From coolest of iron and fiery kites

A dragon of gems and King's blood

Make merry tonight and all nights

For all that is silver is good

Too sweetened a refrain, the King mused sometimes. A dragon should forge his reputation around greatness, strength, not the soft mewling of court bards and wandering minstrels.

"Father," the Prince had greeted politely just now. Just his voice betrayed the delicacy of his age, and the quick growth was pleasing to Aerys. He'll have sons of his own not as far as a decade from now. My line shall be full and complete at last. The vultures will rue the day.

Today his boy wore a white kirtle with silver threads, belted with gold-plated rope. The sides of his hair were braided into a loose pale wreath. The three-headed dragon rested dormant at his chest, all but at odds with the softness spread out around it.

The boy's mother had been involved in his grooming a touch too long, Aerys decided. Made note to appoint him new tailors, and exile his wife from the dressing chambers.

"Should you not be at your lessons, small one? What brings you?"

"I want to see him, Father," his son spoke calmly.

The King frowned, but asked, "See him? Whom do you wish to see?"

"My brother. Half-brother."

Aerys' blood boiled. He had meant to keep the boy away from the matter, at least while he was considering what exactly to make of it. "Who spoke to you of that? Your mother?"

If the bitch has been filling his head with some idiocy, the Seven help me, I shall have that flapping tongue of hers torn out for good.

But the Prince shook his silvery head. "Everyone speaks of him, Father. It is like the whole court has met him save us. It is the duty of family to provide for each other. I would not hate a brother, even if he's not a Prince."

Aerys pursed his lips. He supposed it may not be such a bad thing that the boy knew, after all. It was not as though he would not sire the odd bastard himself, when he grew older. Yet if the boy plotted to have each one brought to court so, then the King felt bound by duty to teach him a lesson.

"Such a thing won't be. You think that what you offer is noble, but it is folly. A bastard is no family. You should not listen to the court so much. That flock will honk anything into significance. You're yet small, you don't have a way to understand."

The Prince lowered his eyes quietly. "Yes, Father. But at least you ought to go meet him. He is your son, after all. Maybe he will change your mind once you see him. I… I just don't want the court to be angry with us anymore."

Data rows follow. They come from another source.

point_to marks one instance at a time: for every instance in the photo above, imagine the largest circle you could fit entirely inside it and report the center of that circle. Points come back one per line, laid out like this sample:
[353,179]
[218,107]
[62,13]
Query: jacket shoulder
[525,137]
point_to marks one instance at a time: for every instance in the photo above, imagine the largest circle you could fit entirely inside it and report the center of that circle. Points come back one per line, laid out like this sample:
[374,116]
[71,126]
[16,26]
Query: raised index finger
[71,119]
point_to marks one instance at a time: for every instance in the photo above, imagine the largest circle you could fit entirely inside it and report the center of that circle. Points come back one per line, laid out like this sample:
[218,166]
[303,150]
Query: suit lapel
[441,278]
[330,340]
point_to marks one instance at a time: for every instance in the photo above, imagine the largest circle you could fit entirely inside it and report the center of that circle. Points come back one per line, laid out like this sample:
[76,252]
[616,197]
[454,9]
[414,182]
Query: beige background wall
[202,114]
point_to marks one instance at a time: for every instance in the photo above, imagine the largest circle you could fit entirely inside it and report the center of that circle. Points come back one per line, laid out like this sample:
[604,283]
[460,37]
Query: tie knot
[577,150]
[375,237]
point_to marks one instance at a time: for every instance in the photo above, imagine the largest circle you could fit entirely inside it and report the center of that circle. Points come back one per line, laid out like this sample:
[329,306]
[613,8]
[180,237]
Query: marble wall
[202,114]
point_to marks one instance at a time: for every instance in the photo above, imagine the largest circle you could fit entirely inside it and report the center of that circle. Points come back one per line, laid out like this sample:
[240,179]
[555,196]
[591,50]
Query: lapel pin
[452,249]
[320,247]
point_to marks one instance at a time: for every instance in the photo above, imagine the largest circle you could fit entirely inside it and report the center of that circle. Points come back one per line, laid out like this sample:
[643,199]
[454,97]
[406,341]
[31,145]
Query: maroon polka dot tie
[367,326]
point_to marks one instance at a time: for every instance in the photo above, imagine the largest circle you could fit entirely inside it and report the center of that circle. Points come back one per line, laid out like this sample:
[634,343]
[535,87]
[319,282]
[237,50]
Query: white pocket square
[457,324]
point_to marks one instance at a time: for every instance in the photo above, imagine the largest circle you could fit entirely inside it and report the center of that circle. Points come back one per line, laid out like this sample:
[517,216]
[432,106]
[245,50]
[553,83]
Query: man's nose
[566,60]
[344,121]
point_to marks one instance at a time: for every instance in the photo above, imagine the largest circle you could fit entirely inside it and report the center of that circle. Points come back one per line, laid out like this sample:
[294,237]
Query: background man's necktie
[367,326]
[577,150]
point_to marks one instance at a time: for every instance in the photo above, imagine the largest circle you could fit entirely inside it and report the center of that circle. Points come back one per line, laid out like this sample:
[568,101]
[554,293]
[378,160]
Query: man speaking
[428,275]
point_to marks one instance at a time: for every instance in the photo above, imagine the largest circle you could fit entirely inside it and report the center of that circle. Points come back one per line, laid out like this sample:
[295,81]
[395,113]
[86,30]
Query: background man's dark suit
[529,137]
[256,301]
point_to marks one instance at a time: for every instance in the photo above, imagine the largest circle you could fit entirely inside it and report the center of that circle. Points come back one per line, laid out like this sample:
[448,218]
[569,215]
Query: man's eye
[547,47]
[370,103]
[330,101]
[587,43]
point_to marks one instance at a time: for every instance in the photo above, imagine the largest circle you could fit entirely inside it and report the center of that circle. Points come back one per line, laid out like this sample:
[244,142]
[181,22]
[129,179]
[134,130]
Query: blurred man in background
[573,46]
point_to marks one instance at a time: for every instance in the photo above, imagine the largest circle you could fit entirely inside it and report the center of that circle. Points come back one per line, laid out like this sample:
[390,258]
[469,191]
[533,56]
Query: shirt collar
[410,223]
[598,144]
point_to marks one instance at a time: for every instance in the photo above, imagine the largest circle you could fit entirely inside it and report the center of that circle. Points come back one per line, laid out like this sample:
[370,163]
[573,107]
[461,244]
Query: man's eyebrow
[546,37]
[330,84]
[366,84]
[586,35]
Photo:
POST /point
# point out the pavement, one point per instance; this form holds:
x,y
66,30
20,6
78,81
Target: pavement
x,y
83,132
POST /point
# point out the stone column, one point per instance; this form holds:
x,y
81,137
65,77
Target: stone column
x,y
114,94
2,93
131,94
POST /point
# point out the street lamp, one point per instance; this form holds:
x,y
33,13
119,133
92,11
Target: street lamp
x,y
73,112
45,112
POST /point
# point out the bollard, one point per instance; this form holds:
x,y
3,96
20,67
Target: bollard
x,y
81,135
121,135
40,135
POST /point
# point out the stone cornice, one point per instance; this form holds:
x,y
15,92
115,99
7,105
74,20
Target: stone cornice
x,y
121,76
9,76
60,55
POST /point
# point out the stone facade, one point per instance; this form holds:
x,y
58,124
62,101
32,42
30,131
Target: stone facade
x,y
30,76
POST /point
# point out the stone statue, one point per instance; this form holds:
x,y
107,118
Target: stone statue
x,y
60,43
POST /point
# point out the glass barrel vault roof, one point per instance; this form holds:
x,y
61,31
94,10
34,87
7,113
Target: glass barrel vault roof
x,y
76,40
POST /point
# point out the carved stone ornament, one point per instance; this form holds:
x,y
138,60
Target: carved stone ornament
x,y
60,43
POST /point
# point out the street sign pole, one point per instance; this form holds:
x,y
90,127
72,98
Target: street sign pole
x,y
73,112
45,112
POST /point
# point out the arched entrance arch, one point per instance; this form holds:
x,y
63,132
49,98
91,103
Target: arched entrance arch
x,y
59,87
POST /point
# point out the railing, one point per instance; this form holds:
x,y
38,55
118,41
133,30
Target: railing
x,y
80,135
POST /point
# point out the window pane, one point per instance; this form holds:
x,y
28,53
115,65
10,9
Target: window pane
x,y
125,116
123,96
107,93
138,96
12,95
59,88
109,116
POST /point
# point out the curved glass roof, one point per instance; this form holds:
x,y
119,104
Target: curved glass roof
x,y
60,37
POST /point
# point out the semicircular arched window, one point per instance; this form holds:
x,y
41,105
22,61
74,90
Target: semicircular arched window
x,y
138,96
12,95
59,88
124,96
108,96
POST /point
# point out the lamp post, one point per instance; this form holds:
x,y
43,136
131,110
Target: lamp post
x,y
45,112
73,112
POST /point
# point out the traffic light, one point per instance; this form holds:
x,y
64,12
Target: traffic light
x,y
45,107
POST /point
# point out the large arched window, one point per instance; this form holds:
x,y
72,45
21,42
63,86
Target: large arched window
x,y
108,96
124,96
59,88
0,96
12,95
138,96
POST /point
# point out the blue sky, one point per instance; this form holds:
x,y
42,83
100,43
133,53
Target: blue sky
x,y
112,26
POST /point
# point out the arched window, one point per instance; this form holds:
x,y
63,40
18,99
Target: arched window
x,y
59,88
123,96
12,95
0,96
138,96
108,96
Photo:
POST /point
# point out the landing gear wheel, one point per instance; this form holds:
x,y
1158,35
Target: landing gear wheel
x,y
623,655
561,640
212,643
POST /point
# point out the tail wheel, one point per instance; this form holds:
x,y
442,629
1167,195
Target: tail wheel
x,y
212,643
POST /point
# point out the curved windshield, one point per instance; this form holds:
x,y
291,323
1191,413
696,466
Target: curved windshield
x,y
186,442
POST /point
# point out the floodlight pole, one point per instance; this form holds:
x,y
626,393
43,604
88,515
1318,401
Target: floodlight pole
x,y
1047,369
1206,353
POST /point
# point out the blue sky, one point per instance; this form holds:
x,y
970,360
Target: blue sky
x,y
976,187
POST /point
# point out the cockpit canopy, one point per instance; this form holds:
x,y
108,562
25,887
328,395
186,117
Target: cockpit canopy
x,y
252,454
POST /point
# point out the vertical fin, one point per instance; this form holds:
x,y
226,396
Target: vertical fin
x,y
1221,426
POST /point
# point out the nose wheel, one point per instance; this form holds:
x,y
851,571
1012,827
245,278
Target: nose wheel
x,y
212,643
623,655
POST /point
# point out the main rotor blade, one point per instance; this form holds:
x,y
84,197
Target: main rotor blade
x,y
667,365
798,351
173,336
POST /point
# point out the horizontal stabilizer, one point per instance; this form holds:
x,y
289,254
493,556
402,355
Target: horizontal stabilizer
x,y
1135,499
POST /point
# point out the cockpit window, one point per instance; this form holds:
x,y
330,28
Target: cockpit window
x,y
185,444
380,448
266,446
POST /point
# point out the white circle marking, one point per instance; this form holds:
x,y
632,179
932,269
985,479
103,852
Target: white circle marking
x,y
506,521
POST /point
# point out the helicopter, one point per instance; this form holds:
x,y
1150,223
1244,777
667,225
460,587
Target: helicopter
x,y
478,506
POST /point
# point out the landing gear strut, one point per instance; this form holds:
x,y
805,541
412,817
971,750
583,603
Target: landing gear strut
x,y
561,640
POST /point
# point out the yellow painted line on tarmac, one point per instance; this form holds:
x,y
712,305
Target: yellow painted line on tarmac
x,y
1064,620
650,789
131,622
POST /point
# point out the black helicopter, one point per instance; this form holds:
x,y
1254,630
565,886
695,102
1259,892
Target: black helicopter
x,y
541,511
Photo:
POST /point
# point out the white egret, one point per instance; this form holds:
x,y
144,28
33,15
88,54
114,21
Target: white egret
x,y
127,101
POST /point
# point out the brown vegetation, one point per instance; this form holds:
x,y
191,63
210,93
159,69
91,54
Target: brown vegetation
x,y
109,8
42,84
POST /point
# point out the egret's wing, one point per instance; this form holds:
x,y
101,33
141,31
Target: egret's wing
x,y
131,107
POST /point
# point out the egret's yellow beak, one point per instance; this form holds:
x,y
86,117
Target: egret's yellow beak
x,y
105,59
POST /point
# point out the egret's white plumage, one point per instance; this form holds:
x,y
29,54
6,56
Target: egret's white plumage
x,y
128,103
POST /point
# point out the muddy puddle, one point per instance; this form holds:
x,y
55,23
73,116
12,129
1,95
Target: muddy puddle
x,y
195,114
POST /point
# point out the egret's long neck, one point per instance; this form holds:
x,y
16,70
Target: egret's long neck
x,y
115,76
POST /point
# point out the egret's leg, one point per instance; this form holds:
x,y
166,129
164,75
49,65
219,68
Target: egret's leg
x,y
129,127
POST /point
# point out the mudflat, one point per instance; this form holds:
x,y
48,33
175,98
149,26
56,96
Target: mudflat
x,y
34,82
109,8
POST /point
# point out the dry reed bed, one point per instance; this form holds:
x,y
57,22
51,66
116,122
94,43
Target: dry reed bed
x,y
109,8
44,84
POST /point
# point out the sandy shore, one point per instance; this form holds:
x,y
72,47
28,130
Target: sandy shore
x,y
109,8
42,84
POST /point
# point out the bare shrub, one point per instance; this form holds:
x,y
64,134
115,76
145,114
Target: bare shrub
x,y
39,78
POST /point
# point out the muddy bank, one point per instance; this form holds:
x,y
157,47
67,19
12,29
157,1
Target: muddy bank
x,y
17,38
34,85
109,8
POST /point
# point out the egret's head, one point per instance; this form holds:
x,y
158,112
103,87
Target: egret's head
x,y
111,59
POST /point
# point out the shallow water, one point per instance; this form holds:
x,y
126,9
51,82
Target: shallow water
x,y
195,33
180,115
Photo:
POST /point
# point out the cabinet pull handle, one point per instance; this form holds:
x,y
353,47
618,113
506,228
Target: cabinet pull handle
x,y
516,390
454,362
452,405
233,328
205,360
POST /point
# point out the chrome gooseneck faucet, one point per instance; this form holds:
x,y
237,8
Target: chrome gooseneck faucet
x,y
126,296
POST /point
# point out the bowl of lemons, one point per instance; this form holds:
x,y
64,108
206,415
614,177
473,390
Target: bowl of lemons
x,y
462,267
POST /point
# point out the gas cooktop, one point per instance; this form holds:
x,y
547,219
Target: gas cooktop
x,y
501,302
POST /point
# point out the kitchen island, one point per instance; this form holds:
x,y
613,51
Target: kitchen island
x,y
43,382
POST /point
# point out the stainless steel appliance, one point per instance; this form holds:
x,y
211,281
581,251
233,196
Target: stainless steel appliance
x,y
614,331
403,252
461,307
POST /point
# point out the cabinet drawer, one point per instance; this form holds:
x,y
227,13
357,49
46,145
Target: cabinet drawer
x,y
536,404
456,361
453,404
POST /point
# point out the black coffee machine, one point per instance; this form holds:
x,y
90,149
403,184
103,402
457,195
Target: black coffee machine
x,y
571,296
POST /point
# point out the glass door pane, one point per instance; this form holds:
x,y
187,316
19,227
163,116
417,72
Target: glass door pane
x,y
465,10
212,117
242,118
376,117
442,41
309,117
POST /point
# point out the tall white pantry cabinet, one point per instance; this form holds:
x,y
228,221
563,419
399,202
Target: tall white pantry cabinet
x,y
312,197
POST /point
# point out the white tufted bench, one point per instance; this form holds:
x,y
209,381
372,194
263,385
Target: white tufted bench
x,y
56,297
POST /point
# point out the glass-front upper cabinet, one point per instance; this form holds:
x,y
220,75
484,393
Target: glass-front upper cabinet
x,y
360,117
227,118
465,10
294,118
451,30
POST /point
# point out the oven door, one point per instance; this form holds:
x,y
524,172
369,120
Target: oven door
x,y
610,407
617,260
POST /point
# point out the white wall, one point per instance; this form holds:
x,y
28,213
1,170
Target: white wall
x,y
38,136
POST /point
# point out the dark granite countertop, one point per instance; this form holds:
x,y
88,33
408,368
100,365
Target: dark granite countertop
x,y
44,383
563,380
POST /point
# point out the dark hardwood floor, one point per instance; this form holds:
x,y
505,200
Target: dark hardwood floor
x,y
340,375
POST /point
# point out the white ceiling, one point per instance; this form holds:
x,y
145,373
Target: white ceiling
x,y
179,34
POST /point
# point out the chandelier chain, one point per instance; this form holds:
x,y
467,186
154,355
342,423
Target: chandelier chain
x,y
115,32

The King's frown deepened.

"Quiet, you. Now out," he ordered, and his son knew enough sense to obey him, after a quick, stiff bow. "All of you useless hens out," Aerys snarled, waving off the handmaidens as well.

The King squinted darkly. Rubbed circles on his stubbled chin. Kicked into a restless pacing even as the fetching creatures excused themselves out of the room facing toward him, heads bowed and hands clasped meekly at their fronts. The King had no mind for them. His thoughts were racing to a murky standstill. A boy of three is telling me about my court. What transgressions have I committed to deserve this?

He considered calling in a hearing in the throne room. See tongues loosened on the matter. Get to the bottom of this ongoing madness. Hear why he, of all kings, had been cursed with a castle that lost its bearings at the thought of a silver-haired bastard.

A thought suddenly occurred to the King. I do not know what that boy looks like.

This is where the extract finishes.